Though Yellen didn't rule out a rate hike at the Fed's next meeting in mid-March, most economists and investors think the next one will occur in June.

Some analysts say they think that while three Fed rate hikes will occur in 2017, all of them may happen in the second half of the year.

Yellen said Fed officials still think rate hikes can occur at a gradual pace. But she cautioned, as she has in the past, that "waiting too long to remove accommodation would be unwise, potentially requiring the (Fed) to eventually raise rates rapidly, which could risk disrupting financial markets and pushing the economy into recession."

Immigration curbs could slow US growth

Meanwhile the Fed chair cautioned that curbing immigration, as U.S. President Donald Trump appears intent on doing, could slow already sluggish U.S. economic growth.

With the U.S. population aging, the flow of new workers from abroad has been an important factor in keeping the economy expanding, Yellen said in her first testimony before Congress since Trump took office last month.

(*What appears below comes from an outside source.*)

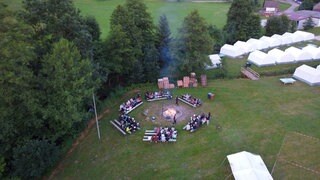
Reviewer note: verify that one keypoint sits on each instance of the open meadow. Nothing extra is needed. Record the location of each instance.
(254, 116)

While she declined to comment on specific immigration policies, Yellen said the pool of available workers has been growing slowly "and immigration has been an important source of labor force growth.

"So slowing the pace of immigration probably would slow the growth rate of the economy."

She called the 1.9 percent U.S. growth rate last year "disappointing," and emphasized that productivity -- the ability of workers to produce more goods and services -- has lagged.

"We have an aging population and labor force growth is relatively slow, and productivity growth in recent years has been depressingly slow," which keeps economic growth low, Yellen said.

Trump's early days in office have been marked by controversy over an order barring entry to nationals from seven Muslim-majority countries, since blocked by the courts, as well as nationwide raids to scoop up and deport illegal immigrants with criminal records.